Let’s say you’re in the kitchen and you accidentally cut your finger with a knife, or you’re outside and trip and sprain your ankle. With time, these injuries heal themselves—that’s the power of the human body. What if synthetic materials had this power as well? Carnegie Mellon University’s Mohammad Islam and Lining Yao are developing a self-healing actuator, called Healer, which is expected to fully heal itself within a few hours with the same shape, functionalities, and properties as before if it is broken into pieces. Such actuators can be used as sensors and synthetic muscles.

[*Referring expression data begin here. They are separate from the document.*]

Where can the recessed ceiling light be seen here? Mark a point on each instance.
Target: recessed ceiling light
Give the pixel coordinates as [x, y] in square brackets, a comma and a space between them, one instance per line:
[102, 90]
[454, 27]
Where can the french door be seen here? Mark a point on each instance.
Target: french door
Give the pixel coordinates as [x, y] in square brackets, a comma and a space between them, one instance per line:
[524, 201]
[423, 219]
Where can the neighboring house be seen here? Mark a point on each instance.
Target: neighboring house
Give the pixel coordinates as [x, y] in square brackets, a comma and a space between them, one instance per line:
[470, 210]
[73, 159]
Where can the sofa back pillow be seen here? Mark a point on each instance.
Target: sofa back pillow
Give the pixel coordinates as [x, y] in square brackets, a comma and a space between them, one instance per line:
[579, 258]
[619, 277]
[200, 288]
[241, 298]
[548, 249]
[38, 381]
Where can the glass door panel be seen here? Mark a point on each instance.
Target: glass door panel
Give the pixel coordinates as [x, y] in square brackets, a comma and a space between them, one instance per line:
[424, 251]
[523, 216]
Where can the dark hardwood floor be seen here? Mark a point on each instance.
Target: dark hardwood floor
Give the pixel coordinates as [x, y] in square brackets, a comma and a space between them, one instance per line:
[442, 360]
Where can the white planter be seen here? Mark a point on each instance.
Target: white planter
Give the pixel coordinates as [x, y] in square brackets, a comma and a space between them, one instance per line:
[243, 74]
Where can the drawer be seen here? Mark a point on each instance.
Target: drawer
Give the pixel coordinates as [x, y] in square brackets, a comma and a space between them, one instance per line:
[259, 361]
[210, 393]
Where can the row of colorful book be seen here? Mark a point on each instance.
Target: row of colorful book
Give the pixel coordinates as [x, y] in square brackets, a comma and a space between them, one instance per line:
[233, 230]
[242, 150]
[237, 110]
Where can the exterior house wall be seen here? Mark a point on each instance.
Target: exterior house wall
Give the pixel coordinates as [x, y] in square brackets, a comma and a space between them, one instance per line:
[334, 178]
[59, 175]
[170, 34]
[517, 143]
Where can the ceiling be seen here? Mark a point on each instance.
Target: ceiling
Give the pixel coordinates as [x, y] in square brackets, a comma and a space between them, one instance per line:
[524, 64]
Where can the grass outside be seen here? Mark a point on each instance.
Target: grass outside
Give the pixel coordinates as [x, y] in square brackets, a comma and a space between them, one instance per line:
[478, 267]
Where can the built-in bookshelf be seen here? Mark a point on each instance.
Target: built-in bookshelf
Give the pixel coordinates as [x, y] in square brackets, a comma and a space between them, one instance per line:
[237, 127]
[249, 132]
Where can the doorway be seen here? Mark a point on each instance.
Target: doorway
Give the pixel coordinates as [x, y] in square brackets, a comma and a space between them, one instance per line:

Islam and Yao recently received a grant from Carnegie Mellon’s Manufacturing Futures Initiative (MFI)—which supports interdisciplinary research in the digital transformation of advanced manufacturing—to build and expand their research in developing such an actuator and raising the scale of production.
Islam, a professor in the Department of Materials Science and Engineering, leads the Islam Research Group, which explores soft materials and nanomaterials research and development and recently developed electrically conducting self-healing polymer composites. To develop applications for this class of material, he reached out to Yao, an assistant professor at the Human-Computer Interaction Institute in the School of Computer Science. Yao’s Morphing Matter Lab is an interdisciplinary group that lives at the intersection between computer science, materials science and engineering, and mechanical engineering, and has developed several products that require 3D-printing operations.
The MFI is a really great platform to encourage us to start the conversation.Lining Yao, Assistant Professor, CMU’s School of Computer Science
“The MFI is a really great platform to encourage us to start the conversation,” Yao said. “It's a really encouraging starting point because of the kind of the financial support and also the team we're building together.”
Using 3-D printing technology, Islam and Yao plan to fabricate an actuator by printing the conductive self-healing polymer composites in a layer-by-layer process with embedded pores filled with liquid that will allow the actuator to expand and contract like a muscle when it is heated up or cooled down. One of the project’s goals with the MFI grant is to develop a large-scale printing scheme that is sustainable for manufacturing possibilities.
Looking to the future, Islam and Yao are excited to continue advancing their research and using the Healer material for a wide variety of applications, including prosthetics. They will use MFI’s support to create the foundation of these ideas, the building blocks for larger projects.